We will explore the number you need to know to better understand your heart disease risk.
Borges on Numbers
First, I want to offer the words of another individual who thought about numbers:
“He told me that in 1886, he had invented an original system of numbering and that in a few days, he had gone beyond the twenty-four-thousand mark.
He had not written it down since anything he thought of once would never be lost to him.
I think his first stimulus was his discomfort at the fact that the famous thirty-three gauchos of Uruguayan history should have required two signs and two words instead of a single word and a single sign.
He then applied this absurd principle to the other numbers.
In place of seven thousand thirteen, he would say (for example) Maximo Pérez; in place of seven thousand fourteen, The Railroad; other numbers were Luis Melián Lafinur, Olimar, sulfur, the reins, the whale, the gas, the caldron, Napoleon, Agustin de Vedia.
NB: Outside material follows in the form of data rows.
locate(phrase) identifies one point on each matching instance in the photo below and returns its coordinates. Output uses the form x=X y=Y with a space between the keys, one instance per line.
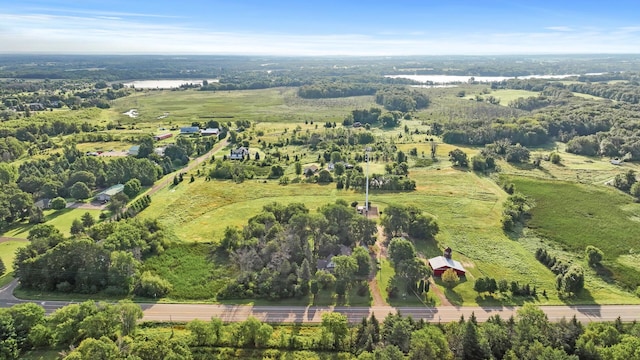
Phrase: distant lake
x=163 y=84
x=449 y=79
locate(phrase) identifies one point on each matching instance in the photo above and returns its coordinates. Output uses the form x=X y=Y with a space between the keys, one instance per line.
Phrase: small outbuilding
x=210 y=132
x=440 y=264
x=162 y=136
x=106 y=195
x=188 y=130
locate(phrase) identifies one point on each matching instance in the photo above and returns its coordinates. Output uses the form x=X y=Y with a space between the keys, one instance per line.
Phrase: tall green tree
x=395 y=220
x=429 y=343
x=335 y=328
x=401 y=250
x=362 y=230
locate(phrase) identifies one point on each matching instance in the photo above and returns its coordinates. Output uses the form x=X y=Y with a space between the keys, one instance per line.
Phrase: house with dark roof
x=188 y=130
x=239 y=153
x=310 y=170
x=440 y=264
x=210 y=132
x=134 y=150
x=107 y=194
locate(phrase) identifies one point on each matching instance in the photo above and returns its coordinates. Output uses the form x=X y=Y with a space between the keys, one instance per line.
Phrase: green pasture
x=268 y=105
x=574 y=168
x=468 y=209
x=7 y=254
x=508 y=95
x=189 y=269
x=61 y=219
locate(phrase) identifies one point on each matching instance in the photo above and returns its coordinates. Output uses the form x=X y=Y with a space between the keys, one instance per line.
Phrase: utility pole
x=366 y=201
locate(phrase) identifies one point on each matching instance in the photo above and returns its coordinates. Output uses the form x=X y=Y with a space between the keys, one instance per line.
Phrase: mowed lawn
x=508 y=95
x=61 y=219
x=576 y=215
x=268 y=105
In place of five hundred, he would say nine.
Each word had a particular sign, a mark; the last in the series was very complicated…”
― Jorge Luis Borges, Labyrinths: Selected Stories and Other Writings.
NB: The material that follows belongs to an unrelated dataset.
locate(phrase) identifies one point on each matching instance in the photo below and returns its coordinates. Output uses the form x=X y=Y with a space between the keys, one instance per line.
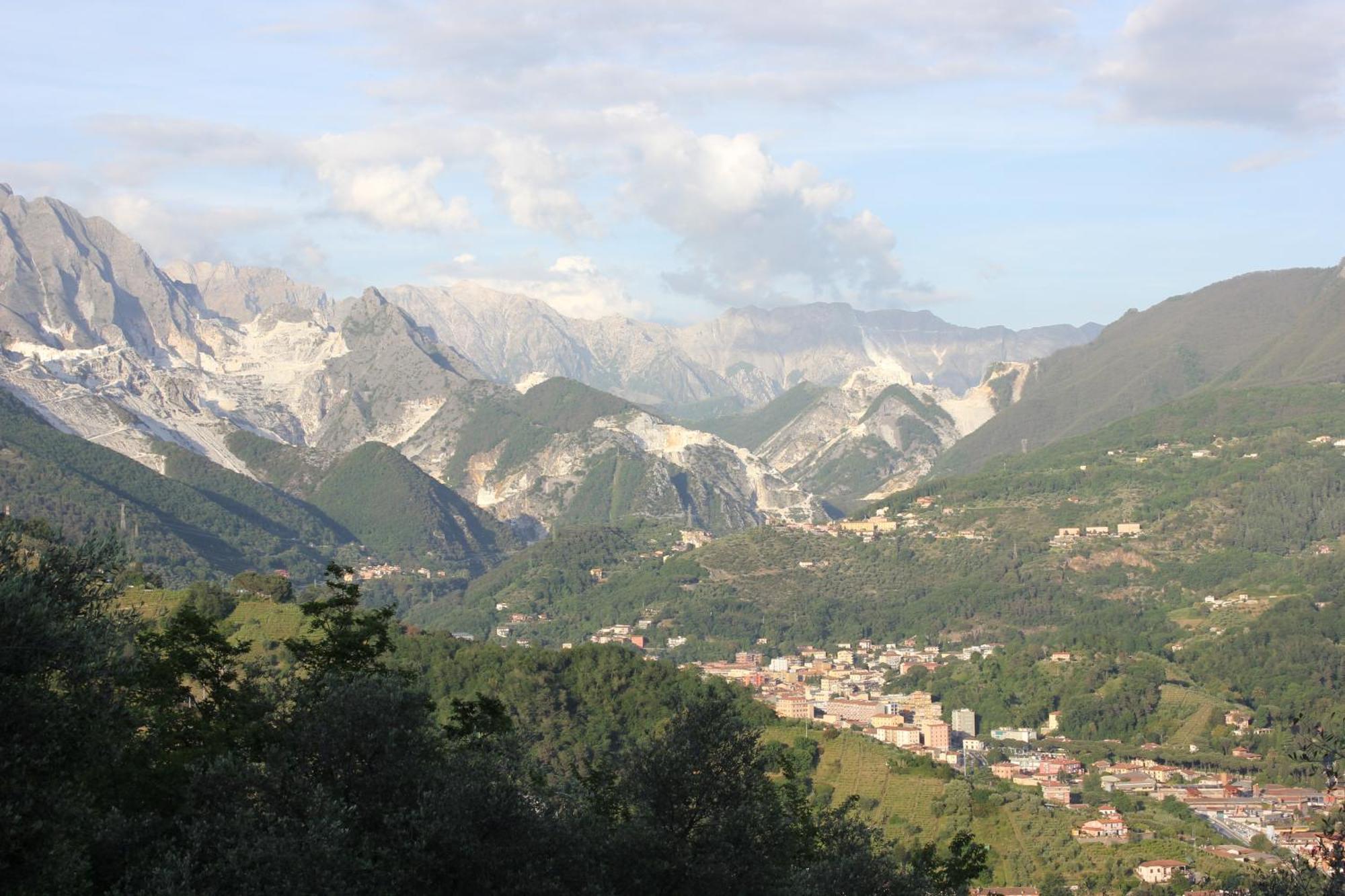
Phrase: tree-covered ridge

Heart Rate and Heart Disease Risk
I have always loved numbers.
You can imagine that these immediately caught my eye:
Individuals with a heart rate above 70 beats per minute have a nearly 1.8 times higher chance of developing heart disease.
That’s the 2007 findings of an international group of researchers.
The Numbers
When you are resting, your heart pumps the lowest blood volume to supply oxygen to your body.
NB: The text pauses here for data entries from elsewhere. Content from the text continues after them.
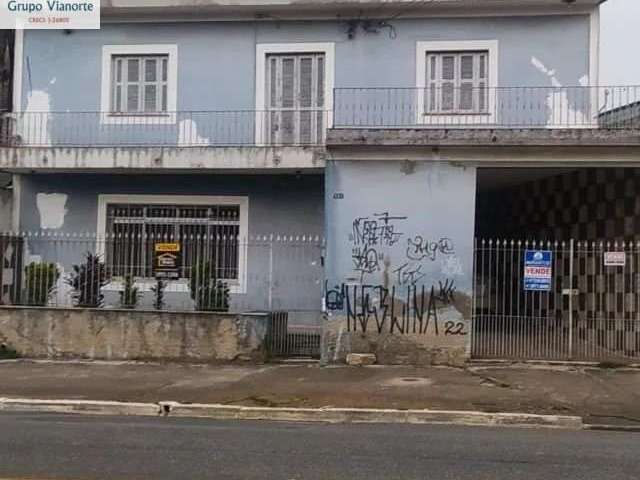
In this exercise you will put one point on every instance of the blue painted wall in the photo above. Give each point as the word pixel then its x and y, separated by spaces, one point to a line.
pixel 216 60
pixel 286 205
pixel 397 224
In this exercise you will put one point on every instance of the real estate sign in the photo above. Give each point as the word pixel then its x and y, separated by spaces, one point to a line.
pixel 538 270
pixel 166 261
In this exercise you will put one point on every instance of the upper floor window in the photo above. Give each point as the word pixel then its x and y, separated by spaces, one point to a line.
pixel 139 83
pixel 456 82
pixel 295 103
pixel 294 92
While a normal resting heart rate is 60 to 100 beats per minute, the range for most healthy adults is 55 to 85.
When you are at rest, your heart pumps the least blood to supply your body with oxygen.
Factors Influencing Heart Rate
However, other factors affect your resting heart rate, including the following:
- anxiety
- hormones
- medicines
- physical activity
- stress
Here are some more factors that can influence your heart rate:
- age
- fitness levels
- smoking
- air temperature
- body position (standing versus sitting, for example)
- emotions
- body size
- medicines
- cardiovascular disease, diabetes, and high cholesterol
Heart Rate and Disease
Your heart disease risk can depend on whether your heart rate is in the “normal” range of 60 to 100 beats per minute.
Here’s what you need to know:
You begin to experience an increased heart disease risk with heart rates above 75 beats per minute.
Fortunately, my heart rate averages 67 per minute. If yours is higher, don’t panic.
Before we close, I’ll give you some tricks I use to lower my heart rate and blood pressure.
A More Detailed Look at the Numbers – Heart Rate and Disease Risk
Researchers examined a random population sample of men born in 1943 in Gothenburg (Sweden).
They prospectively followed the 50-year-old subjects for 21 years.
Publishing in Cardiovascular Risk Factors and Prevention, researchers discovered this:
Subjects with a baseline resting heart rate of over 75 in 1993 had a 2.3-fold higher risk of all-cause death.
More Study Findings – Heart Rate and Disease Risk
Study participants with a stable resting heart rate between 1993 and 2003 had a 44 percent drop in cardiovascular disease risk compared with those with an increasing rate.
Moreover, every heart rate increase from 1993 appeared to be linked to a three percent higher risk for all-cause death.
Those with a rising resting heart rate also had a one percent higher risk for cardiovascular disease and a two percent higher risk for coronary heart disease.
Should You Panic?
In a word, no.
First, I describe the percent increases relative to those with a much lower heart rate.
The findings don’t mean you’re 78 percent likely to have a heart event.
But, there are some steps I am taking to see immediate improvements.
Action Items – Heart Rate and Disease Risk
Here are some of the ways that I am lowering my heart rate:
- Exercise
- Losing body fat
- Focusing on better sleep
- Lowering my stress levels (through meditation)
- Continuing to avoid tobacco (and excessive alcohol)
- I am always trying to improve my diet.
Testing Your Heart Rate
- Sit in a chair.
- Take 10 to 12 deep breaths to relax.
- Check your pulse and count the number of times your heart beats in 15 seconds.
- Multiply that number by four, and that is your resting heart rate.
Don’t Read Too Much Into the Study
I have a quibble with the study methods.
Using only a single resting heart rate value can be misleading when assessing cardiovascular risk over long periods.
Still, the research reminds me that there are things I can do to lower my cardiovascular risk (and heart rate, too).
As I have written previously, my dad died at 85 of a stroke.
I pay attention to research such as this.